# 5088



## hillside hay (Feb 4, 2013)

So talke out of a beat to hell 5088. No 3pt. Cab falling apart. Unknown hours. Sheet metal all jacked up. Probably spent a lot of time on a 20 ft disc. 2 wheel drive. Smokes for a while on startup. Transmission seems OK. Not a whwhe lot of leaks. 5k or thereabouts.


----------



## 8350HiTech (Jul 26, 2013)

Depends on what you want to do with it!


----------



## IHCman (Aug 27, 2011)

For 5 grand you could buy it use it till it croaks then part it out and get your money back out of it. If it has a dual pto that alone is worth quite a bit.

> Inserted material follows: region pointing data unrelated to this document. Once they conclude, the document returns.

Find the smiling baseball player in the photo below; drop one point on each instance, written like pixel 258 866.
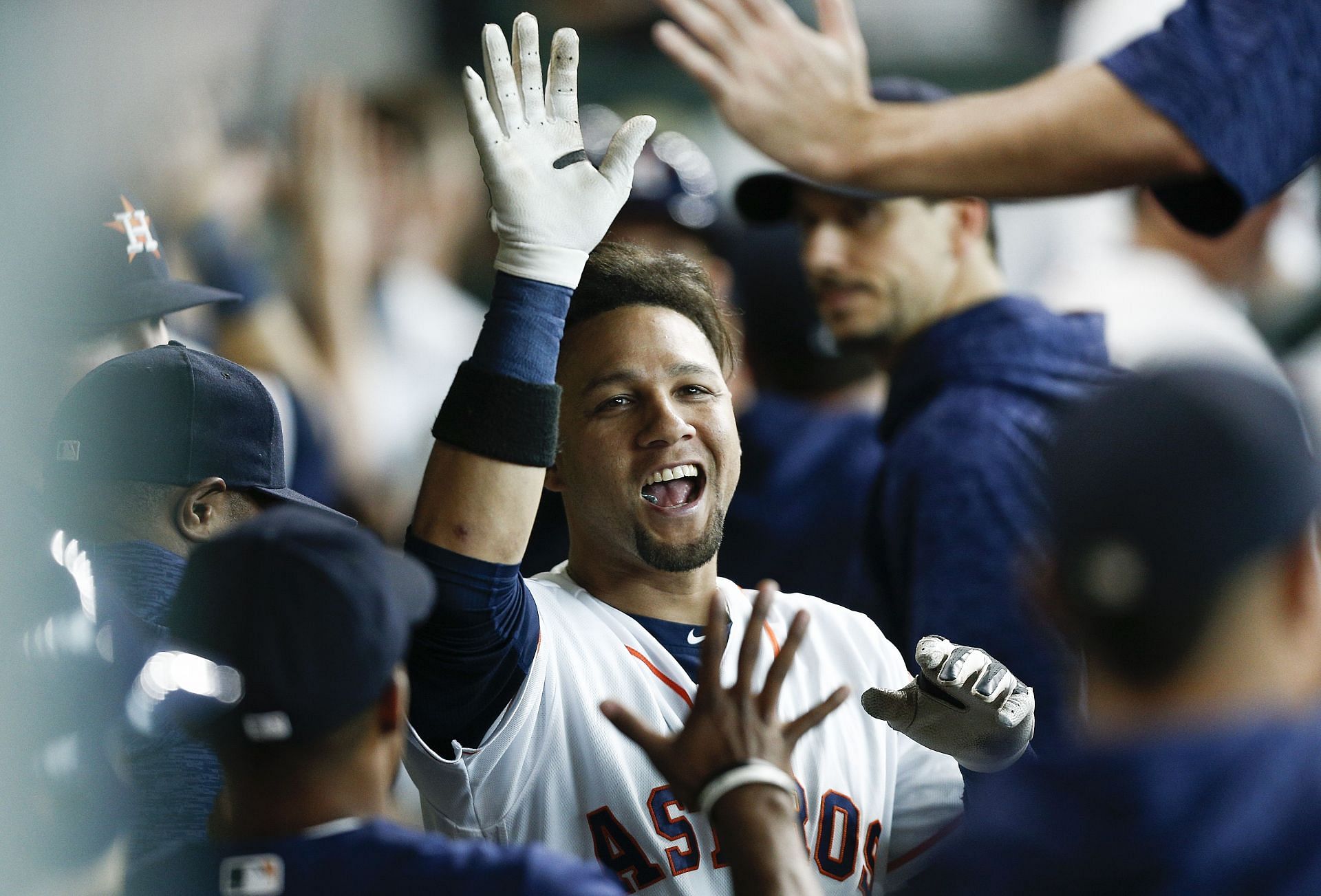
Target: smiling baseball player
pixel 632 423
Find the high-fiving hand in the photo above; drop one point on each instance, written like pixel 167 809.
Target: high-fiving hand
pixel 729 726
pixel 963 703
pixel 797 94
pixel 550 206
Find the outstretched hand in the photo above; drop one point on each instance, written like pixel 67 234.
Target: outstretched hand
pixel 729 726
pixel 550 205
pixel 963 703
pixel 794 93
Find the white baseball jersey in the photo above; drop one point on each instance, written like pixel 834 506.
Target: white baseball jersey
pixel 554 769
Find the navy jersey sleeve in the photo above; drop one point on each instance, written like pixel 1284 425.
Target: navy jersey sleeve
pixel 969 514
pixel 1242 81
pixel 469 659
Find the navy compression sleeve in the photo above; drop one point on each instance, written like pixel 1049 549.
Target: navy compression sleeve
pixel 469 659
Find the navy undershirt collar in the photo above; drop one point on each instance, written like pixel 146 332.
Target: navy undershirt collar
pixel 682 640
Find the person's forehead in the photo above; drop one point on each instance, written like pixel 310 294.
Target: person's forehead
pixel 643 340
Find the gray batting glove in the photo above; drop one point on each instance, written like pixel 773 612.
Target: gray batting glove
pixel 965 705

Or buy it, send it to Triple R tractors and have it restored.


----------



## slowzuki (Mar 8, 2011)

I've only looked at one, everything was good except the transmission was done. The parts were very expensive, I think one shaft it needed had to have the CIH one that was available machined to work? Can't recall. Could buy 3 or 4 running White 2-135/155's for the price of the one repaired 5088 so I passed pretty quickyl.


----------



## hillside hay (Feb 4, 2013)

Parts price would be the kicker. My Deere tractors have pretty reasonable parts considering. I turn my own wrenches so to this point the green ones have been pretty cheap to run.


----------



## hillside hay (Feb 4, 2013)

If I purchase it I hope to run it on the disc and slurry tanker(2000 gal)


----------